The lady creaked her way over to a twisted tree by The Well and took down a tattered book wedged between two branches. She leafed slowly through it and Pedws saw several spiders run up her arm from the book and disappear into her hair.

“Pedws Ffowk… Pedws Ffowk… Pedws Ffowk…Ah, yes, the third of March this year, that’s the day you were cursed.”

And that was in fact the day she had first fallen ill on her way back from market with a fat chicken.

Pedws threw her arms in the air and begged The Keeper to remove the curse.

Alas, The Keeper demanded a further fifteen silver coins and cackled with her mouth open so wide Pedws noticed moss growing on her teeth.

“Fifteen silver coins! But that’s all I have in the world!”

Pedws Ffowk was beginning to feel she was being taken for a ride but knew better than say what she thought of these wise women. They knew how to curse alright.

So with a deep sigh she handed over the silver and The Keeper of The Well scratched her name from The Register. Then she put her hand deep in The Well and scooped out the pebble with PF scrawled upon it.

 

And it’s a fact that from that moment on Pedws Ffowk’s health improved, she almost skipped as she left the old lady in her damp abode.

 

 

 

 

 

She walked back home and with every step felt stronger, she ate and the weight stayed on, she fed the chickens and the goats and her muscles swelled like never before and she even knitted a whole shawl in a day.
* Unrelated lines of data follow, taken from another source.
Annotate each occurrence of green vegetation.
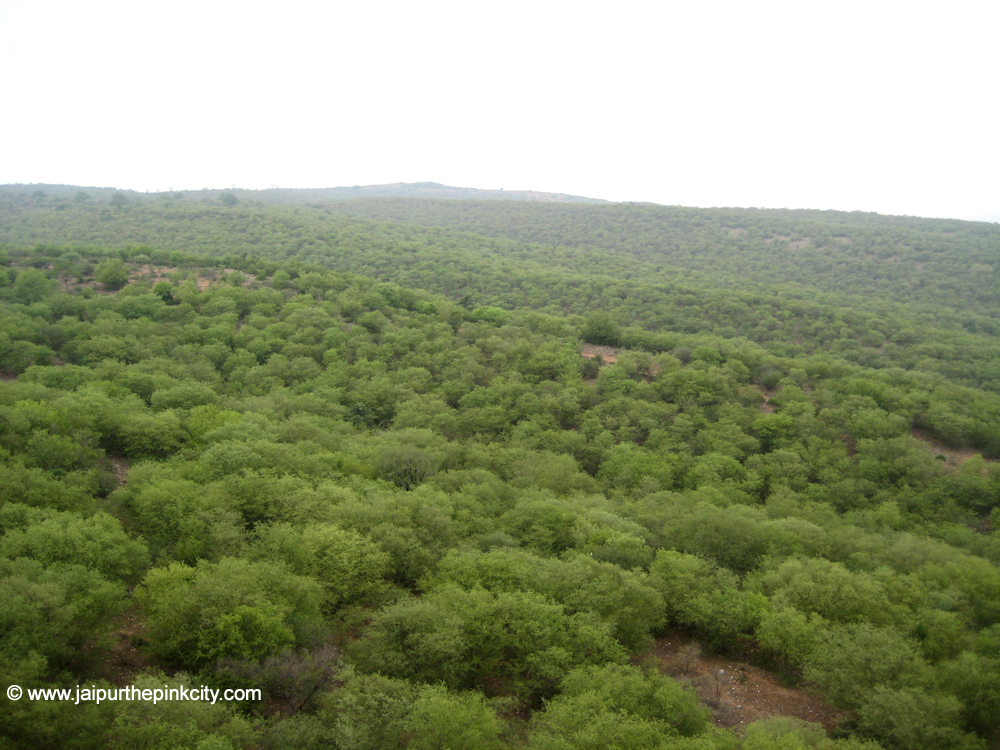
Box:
[0,186,1000,750]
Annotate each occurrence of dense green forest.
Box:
[0,186,1000,750]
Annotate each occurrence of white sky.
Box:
[0,0,1000,221]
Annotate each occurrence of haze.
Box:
[0,0,1000,221]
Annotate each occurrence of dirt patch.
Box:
[757,388,774,414]
[580,344,618,365]
[98,607,151,685]
[642,633,849,731]
[910,428,979,467]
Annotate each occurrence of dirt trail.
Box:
[641,633,849,731]
[580,344,618,365]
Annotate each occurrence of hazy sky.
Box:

And her barn was always full of hay and grain and her husband, for one fine spring day she got married, looked after their sheep as good as any shepherd could.

Though one thing did puzzled her for the rest of her life.
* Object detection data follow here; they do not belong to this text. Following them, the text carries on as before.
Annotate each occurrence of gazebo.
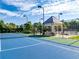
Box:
[44,16,63,34]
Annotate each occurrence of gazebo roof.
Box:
[44,16,60,24]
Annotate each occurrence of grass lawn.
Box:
[69,36,79,40]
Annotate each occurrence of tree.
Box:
[24,22,32,33]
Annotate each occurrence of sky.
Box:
[0,0,79,24]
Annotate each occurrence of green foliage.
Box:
[23,22,32,33]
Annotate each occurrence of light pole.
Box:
[23,15,28,22]
[59,13,64,38]
[38,6,44,35]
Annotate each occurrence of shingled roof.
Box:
[44,16,60,24]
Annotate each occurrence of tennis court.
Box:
[0,33,79,59]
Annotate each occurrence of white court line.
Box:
[0,43,41,52]
[48,44,79,54]
[29,40,79,54]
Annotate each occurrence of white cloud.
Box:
[0,9,19,16]
[3,0,36,11]
[32,0,79,15]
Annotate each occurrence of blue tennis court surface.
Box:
[0,33,79,59]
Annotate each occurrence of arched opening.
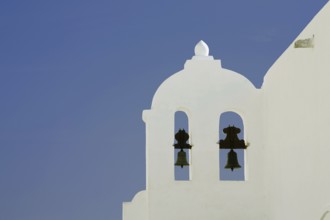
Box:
[219,112,245,181]
[174,111,191,180]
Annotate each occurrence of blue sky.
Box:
[0,0,327,220]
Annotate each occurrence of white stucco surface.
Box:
[123,3,330,220]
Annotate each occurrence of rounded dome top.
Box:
[152,57,257,110]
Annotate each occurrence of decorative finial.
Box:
[195,40,209,57]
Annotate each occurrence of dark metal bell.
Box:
[225,149,241,171]
[175,149,189,168]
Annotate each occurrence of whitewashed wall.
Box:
[123,3,330,220]
[262,3,330,219]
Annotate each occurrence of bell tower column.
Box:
[143,109,174,189]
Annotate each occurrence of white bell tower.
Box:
[124,41,267,220]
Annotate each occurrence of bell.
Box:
[225,149,241,171]
[175,149,189,168]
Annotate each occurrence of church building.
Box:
[123,2,330,220]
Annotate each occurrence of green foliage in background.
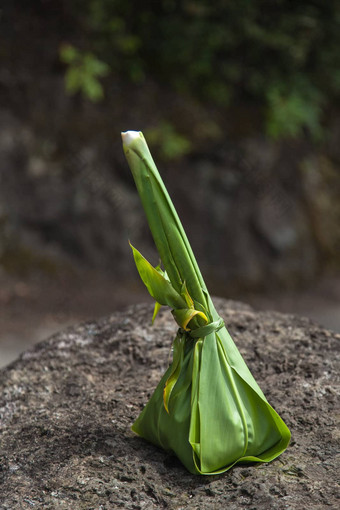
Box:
[60,45,110,102]
[64,0,340,138]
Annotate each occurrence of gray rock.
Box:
[0,300,340,510]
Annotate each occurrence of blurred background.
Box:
[0,0,340,365]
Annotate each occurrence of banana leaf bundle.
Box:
[122,131,290,475]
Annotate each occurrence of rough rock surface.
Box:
[0,300,340,510]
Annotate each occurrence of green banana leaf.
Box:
[122,131,290,475]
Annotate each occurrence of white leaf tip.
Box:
[122,131,141,146]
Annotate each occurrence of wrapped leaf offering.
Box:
[122,131,290,475]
Who had put her in St Elian’s Well?

And why?

The story of St Elian’s Cursing Well in fact doesn’t end there.

In 1829 the Minister of the local Methodist Church, being a godly man concerned with the well being of his flock, decided to put an end to the trade in curses and had the well destroyed.

 

 

 

 

However a local man, John Evans or Jac Ffynnon Elian as he began to call himself as the new Keeper of the Well, diverted the miraculous waters to his own land and make a tidy sum he did with the steady flow of customers wishing to place a curse at the restored Well.

His reputation as Keeper of St Elian’s Well did however take a blow as he was taken to court and found guilty of charging people to remove curses that had not been cast in the first place and was imprisoned for a few months.

 

 

 

 

 

On his release he continued in business for several decades until the well was finally closed in 1850 and to this day remains inaccessible to the public.

 

 

 

In case you were thinking of paying a visit.